Иерусалим - Денис Соболев
Шрифт:
Интервал:
Закладка:
По ее лицу было ясно, что она врет. Интересно зачем, а в общем-то все равно. В любом случае, я не смог бы заставить себя об этом думать.
— Ну что же, — сказал я, — передавай привет.
Подошел Ирин автобус, и мы распрощались. Я перешел на теневую сторону улицы и пошел в сторону центра. Когда справа остались старый вокзал с его длинными каменными стенами и квадратная башня шотландской церкви, я уже знал, куда иду. Раскаленный уходящим хамсином, город сжался в единый комок чувств, в пульсирующее зеркало, в котором я видел остаток своего дня. Я видел, как я прошел сквозь шум центра мимо магазинов и автомобильных пробок и уже в сумерках вошел в Меа-Шеарим[7]. На черные шляпы падал желтый свет низких окон; подходя к окнам, обитатели домов загораживали тротуар, распластываясь на асфальте гигантскими дрожащими призрачными тенями. Было людно, человеческий хаос, приглушенный дневным жаром, оживал в сумерках, погружая случайного прохожего, каким был я, в атмосферу выдуманной деловитости и воображаемой занятости, обдавая его бесчисленными запахами и звуками; от них несло едой, теплом, суетой, домом. Шум, как прозрачный пар, расстилался по улице, забиваясь во все ее поры: магазины, переулки, двери, распахнутые своей желтизной наизнанку окна домов. Из синагог доносилось привычное бормотание арвита[8]. Становилось все холоднее.

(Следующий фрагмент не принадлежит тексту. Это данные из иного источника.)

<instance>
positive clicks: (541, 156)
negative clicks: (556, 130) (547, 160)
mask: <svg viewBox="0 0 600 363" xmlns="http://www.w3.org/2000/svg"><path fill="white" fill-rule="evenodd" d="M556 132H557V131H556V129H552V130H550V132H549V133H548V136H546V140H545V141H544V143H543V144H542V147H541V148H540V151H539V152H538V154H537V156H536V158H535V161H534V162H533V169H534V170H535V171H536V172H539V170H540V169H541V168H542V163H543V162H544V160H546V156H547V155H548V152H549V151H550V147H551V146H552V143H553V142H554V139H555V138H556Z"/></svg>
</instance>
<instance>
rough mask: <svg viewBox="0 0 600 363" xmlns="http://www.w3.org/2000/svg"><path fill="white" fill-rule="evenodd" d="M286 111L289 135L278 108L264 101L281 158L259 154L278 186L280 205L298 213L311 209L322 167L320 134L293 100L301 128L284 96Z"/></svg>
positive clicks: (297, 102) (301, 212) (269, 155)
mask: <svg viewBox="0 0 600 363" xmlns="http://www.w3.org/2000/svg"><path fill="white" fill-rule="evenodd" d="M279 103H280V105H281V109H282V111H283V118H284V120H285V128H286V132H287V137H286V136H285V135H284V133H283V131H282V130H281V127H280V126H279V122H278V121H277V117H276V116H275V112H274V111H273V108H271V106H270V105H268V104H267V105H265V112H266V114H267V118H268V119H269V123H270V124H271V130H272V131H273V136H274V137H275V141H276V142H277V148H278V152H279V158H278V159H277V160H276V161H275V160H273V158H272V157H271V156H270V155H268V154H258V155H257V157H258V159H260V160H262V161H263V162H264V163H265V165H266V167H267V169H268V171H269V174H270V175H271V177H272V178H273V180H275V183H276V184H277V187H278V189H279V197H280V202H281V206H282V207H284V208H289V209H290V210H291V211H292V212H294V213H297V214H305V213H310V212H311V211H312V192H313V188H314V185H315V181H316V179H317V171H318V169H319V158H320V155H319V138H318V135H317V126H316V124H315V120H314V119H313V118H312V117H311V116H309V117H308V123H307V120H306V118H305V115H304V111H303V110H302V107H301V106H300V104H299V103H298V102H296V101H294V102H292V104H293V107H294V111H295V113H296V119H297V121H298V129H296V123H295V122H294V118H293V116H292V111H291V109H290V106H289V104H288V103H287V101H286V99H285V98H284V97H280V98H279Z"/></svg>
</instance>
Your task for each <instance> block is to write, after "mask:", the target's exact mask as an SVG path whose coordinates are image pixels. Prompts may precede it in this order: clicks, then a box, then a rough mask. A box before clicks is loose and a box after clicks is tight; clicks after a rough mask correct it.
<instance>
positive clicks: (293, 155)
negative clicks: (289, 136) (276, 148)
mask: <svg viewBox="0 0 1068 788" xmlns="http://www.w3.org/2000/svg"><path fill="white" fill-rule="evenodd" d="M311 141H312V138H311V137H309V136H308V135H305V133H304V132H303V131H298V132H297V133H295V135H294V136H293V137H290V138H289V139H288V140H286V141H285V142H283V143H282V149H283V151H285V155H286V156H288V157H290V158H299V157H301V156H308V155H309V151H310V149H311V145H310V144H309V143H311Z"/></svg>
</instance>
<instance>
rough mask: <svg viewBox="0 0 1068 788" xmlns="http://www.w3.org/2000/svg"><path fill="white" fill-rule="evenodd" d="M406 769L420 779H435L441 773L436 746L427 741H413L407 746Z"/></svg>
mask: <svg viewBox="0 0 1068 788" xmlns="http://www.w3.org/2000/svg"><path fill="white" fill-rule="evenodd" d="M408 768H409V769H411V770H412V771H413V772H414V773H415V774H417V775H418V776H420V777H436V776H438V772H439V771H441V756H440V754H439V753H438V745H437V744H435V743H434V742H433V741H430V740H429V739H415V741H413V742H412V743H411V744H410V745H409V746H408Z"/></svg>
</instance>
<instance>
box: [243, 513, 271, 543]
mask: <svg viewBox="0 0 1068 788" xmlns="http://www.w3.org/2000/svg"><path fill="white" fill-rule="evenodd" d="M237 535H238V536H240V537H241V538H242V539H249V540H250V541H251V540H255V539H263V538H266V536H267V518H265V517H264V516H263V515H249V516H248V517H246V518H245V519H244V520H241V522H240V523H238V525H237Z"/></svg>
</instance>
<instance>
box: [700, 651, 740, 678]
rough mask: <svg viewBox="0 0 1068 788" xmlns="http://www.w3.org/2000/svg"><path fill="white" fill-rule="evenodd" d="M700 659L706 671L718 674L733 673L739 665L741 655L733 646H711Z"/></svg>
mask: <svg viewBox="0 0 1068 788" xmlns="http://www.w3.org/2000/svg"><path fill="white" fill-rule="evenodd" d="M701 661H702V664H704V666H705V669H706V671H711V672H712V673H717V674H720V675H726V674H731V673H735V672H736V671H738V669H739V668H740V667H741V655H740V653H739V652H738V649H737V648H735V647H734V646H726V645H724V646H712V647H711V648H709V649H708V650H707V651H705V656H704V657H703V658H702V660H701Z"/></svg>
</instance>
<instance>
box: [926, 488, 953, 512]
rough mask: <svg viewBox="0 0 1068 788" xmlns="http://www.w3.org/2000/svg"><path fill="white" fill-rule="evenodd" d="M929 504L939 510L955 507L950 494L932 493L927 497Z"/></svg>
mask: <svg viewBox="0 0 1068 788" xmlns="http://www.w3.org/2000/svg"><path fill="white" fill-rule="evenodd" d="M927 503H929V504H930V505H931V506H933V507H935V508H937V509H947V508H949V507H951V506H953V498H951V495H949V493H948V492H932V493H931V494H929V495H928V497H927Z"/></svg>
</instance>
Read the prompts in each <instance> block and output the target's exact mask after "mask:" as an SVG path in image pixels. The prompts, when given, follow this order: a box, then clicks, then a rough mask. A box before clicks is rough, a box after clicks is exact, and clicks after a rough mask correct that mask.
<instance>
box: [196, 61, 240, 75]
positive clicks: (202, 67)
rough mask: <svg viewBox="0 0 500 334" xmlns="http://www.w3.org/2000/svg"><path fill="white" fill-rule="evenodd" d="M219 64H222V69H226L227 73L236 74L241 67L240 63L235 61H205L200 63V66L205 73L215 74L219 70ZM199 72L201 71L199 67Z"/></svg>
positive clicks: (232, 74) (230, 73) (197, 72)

Я свернул под одну из арок и по разбитым, заросшим травою ступенькам поднялся во двор дома, выстроенного в виде каре. Здесь было тихо и безлюдно; проходившая мимо женщина недовольно покосилась на меня, незнакомца. Уже собираясь уйти, я заметил сквозь раскрытое окно огромную качающуюся тень хазана[9] и арон акодеш[10]. Я тихо вошел, взял молитвенник в истертом и морщинистом красном переплете, нашел нужное место и начал читать. Но мои мысли были далеко от молитвенника; я думал о белой комнате за антикварной лавкой, тусклой и призрачной, где сейчас умирал Лакедем, которого я так и не успел ни о чем расспросить, — умирал, погруженный в свои мысли и сны, уже чуждый нам.

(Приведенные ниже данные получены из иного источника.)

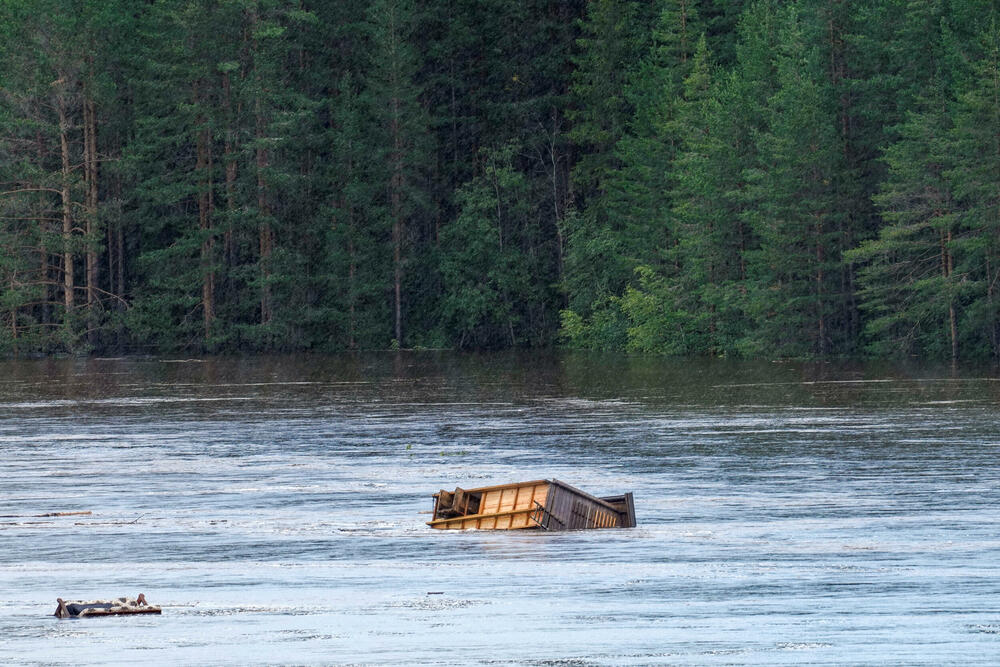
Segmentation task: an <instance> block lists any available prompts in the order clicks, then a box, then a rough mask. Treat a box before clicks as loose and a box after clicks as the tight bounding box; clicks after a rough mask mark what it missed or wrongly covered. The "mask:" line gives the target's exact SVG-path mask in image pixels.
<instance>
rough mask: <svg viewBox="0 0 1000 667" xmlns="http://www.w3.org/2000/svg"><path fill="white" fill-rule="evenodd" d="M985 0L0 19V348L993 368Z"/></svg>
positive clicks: (29, 17)
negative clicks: (866, 356) (747, 359)
mask: <svg viewBox="0 0 1000 667" xmlns="http://www.w3.org/2000/svg"><path fill="white" fill-rule="evenodd" d="M997 19H998V16H997V9H996V7H995V3H993V2H985V1H982V0H855V1H848V0H797V1H792V0H754V1H750V0H746V1H743V0H700V1H699V0H644V1H641V2H639V1H629V0H589V1H586V0H521V1H511V0H364V1H362V0H356V1H355V0H352V1H346V0H342V1H335V0H323V1H319V0H145V1H142V2H137V1H135V0H0V353H3V354H24V353H37V352H42V353H57V352H72V353H88V352H91V353H106V352H109V351H129V352H136V351H140V352H178V351H185V352H226V351H237V350H239V351H268V350H306V349H312V350H342V349H387V348H394V347H399V348H458V349H495V348H508V347H539V346H554V345H563V346H568V347H575V348H590V349H602V350H624V351H630V352H636V353H647V354H660V355H715V356H753V357H760V356H763V357H822V356H832V355H866V354H869V355H879V356H911V355H915V356H918V357H922V358H945V359H948V358H961V359H989V358H995V357H997V356H1000V25H998V21H997Z"/></svg>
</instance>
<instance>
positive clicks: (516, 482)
mask: <svg viewBox="0 0 1000 667" xmlns="http://www.w3.org/2000/svg"><path fill="white" fill-rule="evenodd" d="M554 481H555V480H550V479H535V480H531V481H530V482H511V483H509V484H496V485H494V486H480V487H478V488H475V489H462V487H460V486H456V487H455V489H456V490H458V489H462V491H464V492H466V493H485V492H487V491H499V490H501V489H516V488H517V487H519V486H537V485H539V484H551V483H552V482H554ZM441 491H447V489H441ZM441 491H438V493H440V492H441ZM447 492H448V493H451V491H447ZM432 495H435V496H436V495H438V494H437V493H435V494H432Z"/></svg>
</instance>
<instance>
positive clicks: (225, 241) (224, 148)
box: [222, 72, 236, 265]
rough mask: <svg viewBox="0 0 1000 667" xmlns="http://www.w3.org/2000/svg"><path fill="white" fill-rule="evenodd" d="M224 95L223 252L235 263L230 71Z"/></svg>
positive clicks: (231, 94) (234, 163)
mask: <svg viewBox="0 0 1000 667" xmlns="http://www.w3.org/2000/svg"><path fill="white" fill-rule="evenodd" d="M222 95H223V104H224V106H225V109H226V138H225V142H224V145H223V149H222V150H223V160H222V161H223V163H224V164H225V165H226V212H227V213H228V214H229V215H228V216H227V221H226V231H225V234H224V237H223V250H222V252H223V254H224V255H225V260H226V263H227V264H229V265H233V264H235V263H236V258H235V255H236V250H235V247H234V244H233V223H232V219H231V218H232V215H233V211H235V210H236V157H235V152H236V147H235V142H234V141H233V135H234V130H233V117H232V115H233V114H232V83H231V81H230V78H229V72H224V73H223V75H222Z"/></svg>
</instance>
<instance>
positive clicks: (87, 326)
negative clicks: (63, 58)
mask: <svg viewBox="0 0 1000 667" xmlns="http://www.w3.org/2000/svg"><path fill="white" fill-rule="evenodd" d="M83 164H84V169H83V175H84V183H85V185H86V193H85V195H84V210H85V211H86V214H87V224H86V229H85V233H86V237H87V254H86V282H87V317H88V320H89V321H88V323H87V339H88V340H89V341H90V344H91V345H94V344H96V342H97V323H96V313H95V308H96V307H97V257H98V255H97V238H96V237H97V202H98V196H99V190H98V167H97V165H98V161H97V104H96V103H95V102H94V100H93V99H92V98H91V97H90V94H89V91H88V92H87V94H85V95H84V100H83Z"/></svg>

Молитва, обозначив нестройным шуршанием страниц паузу, смутную цезуру своего движения, поднялась, распрямляясь среди качающихся черных фигур, двигаясь волна за волной в мутном и неустойчивом колебании звуков, в своей тайной музыкальности, осторожными шагами ступая навстречу прозрачной, тягостной, непривычной для человека гармонии и за ее предел, как сказанное слово, и, в отличие от человеческой жизни, продолжая звучать, двигаясь в порыве своих строк и своих знаков, в экстатическом потоке своей новизны и в терпком скольжении своей привычности. Ее странная неощутимая музыка, призванная объединять, вторгаясь своим течением в людскую массу, разъединяла, вычленяла одну-единственную душу, омывая ее музыкой своих хриплых и фальшивых звуков, надменным и упрямым шелестом своих страниц; дрожь ее неуверенности, усталое бормотание, волнистая качающаяся пляска теней, молчаливое движение губ соединились в тусклой красоте ее последних слов: окончания, освобождения, вязкого хлопка закрываемых молитвенников, возвращения обыденных слов.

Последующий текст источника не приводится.